Secara total yang datang ada 6 orang, tetapi yang menulis 5 orang, sangat disayangkan untuk Bung Dani, terlalu telat. Dalam menulis, kami sendiri (beberapa dari kami) merasa kesulitan, tentu saja dalam penulisan tema “horor” adalah sesuatu yang baru bagi kami. Yang paling sulit dari kami adalah bagaimana kami membedakan apakah pembunuhan atau “
thriller” termasuk ke dalam tema horror dan apakah horor selalu memerlukan unsur “supernatural”, akibatnya saya menulis dan satu teman saya menulis dengan tema “thriller”. Secara keseluruhan salah satu yang kesulitan kami yang paling mencolok adalah cara menuliskan sikap “panic”, sulit sekali lho.

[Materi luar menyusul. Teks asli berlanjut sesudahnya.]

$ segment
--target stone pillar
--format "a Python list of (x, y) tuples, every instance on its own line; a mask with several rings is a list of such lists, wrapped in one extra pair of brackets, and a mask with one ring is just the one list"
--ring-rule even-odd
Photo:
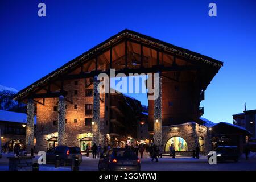
[(100, 143), (100, 93), (98, 92), (98, 85), (100, 81), (95, 76), (93, 80), (93, 109), (92, 121), (92, 142), (98, 144)]
[(0, 127), (0, 147), (1, 147), (0, 150), (0, 154), (2, 152), (2, 133), (1, 133), (1, 128)]
[(34, 112), (35, 105), (32, 99), (28, 99), (27, 103), (27, 133), (26, 148), (27, 153), (30, 154), (31, 148), (34, 148)]
[(58, 144), (60, 146), (66, 144), (65, 105), (65, 98), (63, 96), (60, 96), (59, 97), (58, 103)]
[(155, 144), (162, 145), (162, 78), (160, 73), (158, 73), (154, 77), (154, 141)]

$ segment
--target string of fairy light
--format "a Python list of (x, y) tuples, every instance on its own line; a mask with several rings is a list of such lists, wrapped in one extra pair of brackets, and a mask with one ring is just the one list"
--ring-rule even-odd
[(65, 144), (65, 98), (60, 96), (58, 102), (58, 142), (60, 145)]
[(93, 81), (93, 109), (92, 118), (93, 143), (97, 144), (100, 143), (100, 93), (98, 92), (98, 85), (100, 81), (95, 76)]
[[(162, 78), (159, 73), (158, 80), (154, 81), (155, 85), (158, 84), (158, 97), (154, 102), (154, 140), (156, 145), (162, 144)], [(158, 81), (158, 82), (156, 81)]]
[(113, 43), (116, 42), (117, 41), (120, 40), (121, 39), (122, 39), (122, 38), (125, 37), (125, 36), (130, 37), (130, 38), (137, 39), (139, 41), (143, 42), (148, 44), (154, 45), (154, 46), (160, 48), (162, 49), (165, 49), (165, 50), (172, 52), (174, 53), (183, 56), (184, 56), (186, 58), (189, 59), (192, 59), (192, 60), (194, 60), (196, 61), (201, 61), (205, 63), (211, 64), (213, 66), (216, 67), (218, 68), (222, 66), (221, 64), (216, 63), (213, 61), (212, 61), (210, 60), (207, 60), (207, 59), (204, 59), (201, 57), (194, 56), (194, 55), (192, 55), (192, 54), (185, 52), (183, 51), (171, 47), (170, 46), (167, 46), (164, 45), (163, 44), (159, 43), (156, 42), (148, 40), (148, 39), (143, 38), (140, 36), (138, 36), (138, 35), (135, 35), (135, 34), (128, 32), (125, 32), (119, 35), (118, 36), (117, 36), (116, 37), (112, 39), (110, 41), (108, 42), (107, 43), (104, 43), (102, 45), (98, 46), (97, 48), (94, 48), (94, 49), (90, 51), (88, 53), (86, 53), (84, 55), (83, 55), (81, 57), (77, 59), (76, 60), (75, 60), (72, 63), (68, 64), (66, 66), (64, 67), (60, 70), (55, 71), (54, 73), (53, 73), (52, 74), (51, 74), (49, 76), (47, 76), (46, 78), (45, 78), (41, 81), (39, 82), (38, 83), (36, 83), (35, 85), (31, 84), (31, 85), (30, 88), (26, 89), (25, 90), (22, 91), (20, 93), (19, 93), (18, 94), (17, 94), (14, 98), (14, 100), (19, 100), (19, 98), (22, 97), (25, 94), (30, 93), (30, 92), (32, 92), (35, 88), (42, 86), (46, 82), (48, 81), (49, 80), (51, 80), (52, 78), (56, 77), (57, 76), (59, 76), (61, 73), (67, 71), (68, 69), (70, 69), (71, 68), (72, 68), (73, 67), (74, 67), (75, 65), (77, 65), (81, 61), (84, 61), (86, 59), (90, 57), (94, 53), (96, 53), (97, 52), (99, 52), (99, 51), (104, 49), (106, 47), (112, 45), (113, 44)]
[(32, 100), (28, 100), (27, 104), (27, 146), (34, 146), (35, 105)]

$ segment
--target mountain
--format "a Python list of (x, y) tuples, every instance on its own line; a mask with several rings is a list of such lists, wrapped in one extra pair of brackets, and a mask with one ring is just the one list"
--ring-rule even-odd
[(18, 90), (0, 85), (0, 110), (26, 113), (26, 104), (12, 100)]

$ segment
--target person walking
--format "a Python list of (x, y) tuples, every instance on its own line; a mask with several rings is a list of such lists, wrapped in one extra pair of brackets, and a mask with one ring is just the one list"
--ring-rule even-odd
[(172, 159), (175, 158), (175, 147), (173, 147), (172, 150)]
[(170, 156), (172, 156), (172, 150), (174, 150), (174, 144), (172, 143), (171, 146), (169, 146), (169, 150), (170, 150)]
[(148, 152), (150, 153), (150, 158), (152, 158), (152, 152), (153, 151), (153, 146), (152, 144), (150, 144), (150, 146), (148, 147)]
[(135, 152), (136, 154), (136, 156), (138, 156), (138, 154), (139, 154), (139, 146), (138, 144), (135, 146), (135, 148), (134, 149)]
[(144, 147), (143, 145), (141, 144), (139, 148), (139, 152), (141, 154), (141, 158), (142, 159), (143, 157), (143, 152), (144, 152)]
[(100, 147), (98, 148), (98, 154), (99, 154), (99, 158), (100, 157), (102, 157), (103, 156), (103, 153), (104, 153), (104, 150), (103, 149), (102, 147), (101, 147), (101, 146), (100, 144)]
[(154, 159), (156, 160), (156, 162), (158, 162), (158, 148), (154, 144), (152, 147), (152, 159), (151, 161), (154, 161)]
[(86, 156), (87, 156), (87, 157), (89, 157), (89, 145), (87, 144), (87, 145), (86, 145), (86, 152), (87, 152), (87, 154), (86, 154)]
[(97, 154), (97, 152), (98, 152), (98, 147), (97, 146), (97, 145), (95, 143), (93, 143), (93, 145), (92, 147), (92, 154), (93, 154), (93, 158), (96, 159), (96, 154)]
[(162, 158), (163, 158), (163, 146), (160, 146), (158, 148), (159, 149), (159, 154), (158, 154), (158, 157)]
[(250, 153), (250, 149), (248, 145), (246, 145), (245, 146), (245, 159), (248, 160), (248, 155)]
[(196, 159), (199, 159), (199, 153), (200, 152), (200, 148), (199, 148), (198, 144), (196, 145), (195, 151), (196, 151)]

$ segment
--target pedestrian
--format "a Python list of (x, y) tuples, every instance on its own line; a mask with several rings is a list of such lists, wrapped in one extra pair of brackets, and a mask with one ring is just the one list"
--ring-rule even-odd
[(171, 146), (169, 146), (169, 150), (170, 150), (170, 156), (172, 156), (172, 150), (174, 150), (174, 144), (172, 143)]
[(99, 154), (99, 158), (100, 157), (102, 157), (103, 156), (103, 153), (104, 153), (104, 149), (102, 148), (102, 147), (101, 147), (101, 146), (100, 144), (100, 147), (98, 148), (98, 154)]
[(95, 143), (93, 143), (93, 145), (92, 147), (92, 154), (93, 154), (93, 158), (96, 159), (96, 154), (97, 154), (97, 152), (98, 152), (98, 147), (97, 146), (97, 145)]
[(141, 154), (141, 158), (142, 159), (143, 157), (143, 152), (144, 152), (144, 147), (143, 145), (141, 144), (139, 148), (139, 152)]
[(245, 159), (246, 160), (248, 160), (248, 155), (250, 153), (250, 148), (247, 144), (245, 146)]
[(174, 147), (172, 148), (172, 159), (175, 158), (175, 147), (174, 146)]
[(139, 146), (138, 146), (138, 144), (135, 146), (135, 148), (134, 149), (134, 151), (135, 152), (136, 156), (138, 156), (138, 154), (139, 154)]
[(87, 157), (89, 157), (89, 145), (88, 145), (88, 144), (87, 144), (87, 145), (86, 145), (86, 156), (87, 156)]
[(108, 147), (106, 146), (103, 146), (103, 153), (105, 154), (108, 150)]
[(159, 154), (158, 157), (163, 158), (163, 146), (160, 146), (158, 148)]
[(158, 162), (158, 148), (154, 144), (152, 147), (152, 159), (151, 161), (154, 161), (154, 159), (156, 160), (156, 162)]
[(150, 146), (148, 147), (148, 152), (150, 153), (150, 158), (152, 158), (152, 152), (153, 151), (153, 147), (152, 144), (150, 144)]
[(197, 159), (199, 159), (199, 153), (200, 152), (200, 148), (199, 148), (199, 146), (198, 146), (198, 144), (196, 145), (195, 151), (196, 151), (196, 158)]

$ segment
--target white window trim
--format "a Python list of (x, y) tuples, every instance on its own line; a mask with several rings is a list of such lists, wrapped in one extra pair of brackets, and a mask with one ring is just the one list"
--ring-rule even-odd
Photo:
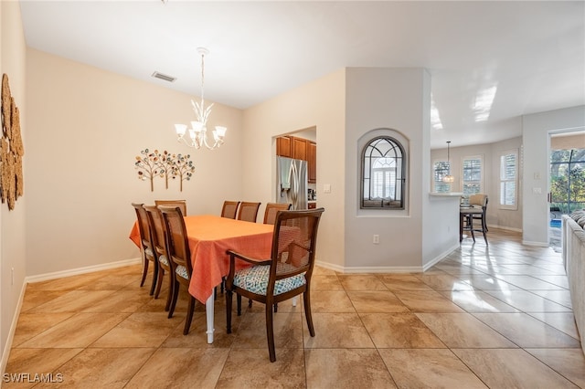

Kami menulis dalam keadaan gelap (terima kasih kepada Rizal atas ide nya untuk membuat lampu “neon” sederhana dari HP dan gelas ice Cappucino). Tapi langit berkehendak lain, maka di tengah lampu kembali menyala, ya, kembali ke
status quo. Secara singkat kami masing-masing membacakan cerita kami, dan saling mengomentari akan kelebihan dan kekurangan tulisan-tulisan kami masing-masing, akan tetapi yang paling menarik adalah satu tulisan teman yang yang berjudul “JURNAL”, tentu saja yang dia pakai adalah hari itu, tokoh-tokoh yang ada disitu, dan tempat itu. Dengan kata lain kami semua dibawa ke suasana horror. Dan tentu saja satu orang berhasil membuat cerita yan glucu. Hari yang menyenangkan, saya tidak sabar menunggu pertemuan berikutnya. Masih banyak kekurangan dalam hal ini, kita akan teruskan ke depannya untuk menjadi semakin baik.


K.Ryan Marhalim, seorang bocah dengan banyak impian, salah satunya untuk menjadi penulis novel ternama bak Pramoedya Ananta Toer. Kegiatannya selain menggentayangi Reading lights Writers' Circle adalah menghadiri sebuah kelompok okultisme (occultism).

Kamis, 21 Oktober 2010

Dalam Gelap


Sabtu itu [16 Oktober 2010 -red.] banyak teman yang tidak datang ke klub menulis di tempat kami biasa berkumpul. Mungkin karena hujan atau macet karena acara festival di pusat kota.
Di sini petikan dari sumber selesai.